Mauá da Serra – Antes considerada terra pouco produtiva, Mauá da Serra, distante 80 quilômetros de Londrina, atualmente detém uma das maiores produtividades brasileiras de grãos, principalmente de milho, com mais de 8 toneladas por hectare, em média. Para compensar o ‘‘solo fraco’’ há o clima e a altitude de 900 metros, que favorecem o cultivo da gramínea. E a tecnologia, ao lado da disposição dos agricultores, tem contribuído para manter as lavouras produtivas.

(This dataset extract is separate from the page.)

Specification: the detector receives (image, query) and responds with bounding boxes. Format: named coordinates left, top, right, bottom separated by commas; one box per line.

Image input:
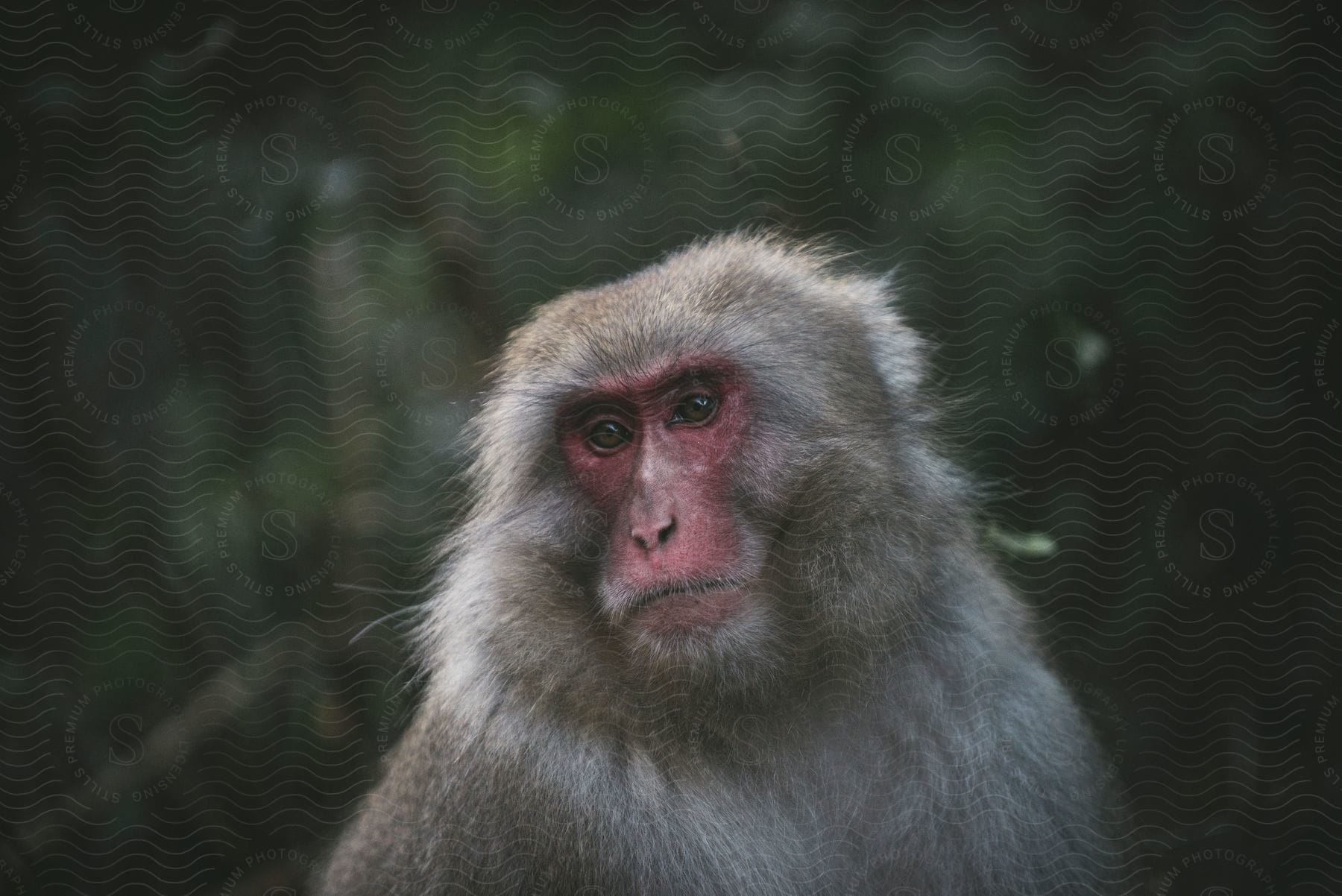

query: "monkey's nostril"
left=629, top=519, right=675, bottom=550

De acordo com Marcio Sasso, agrônomo da regional da Cooperativa Agropecuária de Produção Integrada do Paraná (Integrada), a expectativa para esta safra é colher 9,5 toneladas, em média, por hectare. O milho ocupa 3,33 mil hectares, distribuídos entre 31 produtores, ante os 3,4 mil hectares da safra de verão anterior, quando a produtividade média foi de 8 toneladas por hectare. No Paraná, a produtividade média é de 4,9 toneladas por hectare, enquanto que a do Brasil é de 3,2 toneladas, segundo informações do Sindicato e Organização das Cooperativas do Paraná (Ocepar).
Desanimados com os baixos resultados das lavouras de milho, soja e trigo, um grupo de 13 agricultores do município (hoje são 12 produtores), com apoio técnico da Integrada e da Associação Brasileira para Pesquisa da Potassa e do Fosfato (Potafos), decidiu fundar o Grupo de Desenvolvimeto de Tecnologia de Mauá da Serra (GDT) como saída para viabilizar o sistema de produção e ter retorno financeiro. De acordo com Sérgio Higashibara, agricultor e atual coordenador do GDT, o desafio inicial era chegar a 82,64 sacas de soja (4,95 toneladas) por hectare. Partindo do princípio de que o resultado viria com uma adubação ‘‘pesada’’, era preciso pôr fertilizante no solo até acima da necessidade da lavoura.
Duas safras depois, porém, os agricultores concluíram que a oleaginosa não respondia à adubação química do ano. Ou melhor, a produção média por hectare até chegou a cair em um ano, ficando em torno de 45 sacas (2,7 toneladas) por hectare, lembra Higashibara. ‘‘Em função disso resolvemos partir para a adubação do milho e do trigo. E os resultados foram surpreendentes, principalmente no primeiro. E o melhor é que, como carregamos bastante no volume de fertilizantes destas duas culturas, não usamos adubo na soja’’, assegura. Com isso, a produtividade do trigo, desde que o tempo colabore, pode chegar a 74,38 sacas por hectare (4,46 toneladas), enquanto que a da soja se situa em 61,98 sacas (3,71 toneladas).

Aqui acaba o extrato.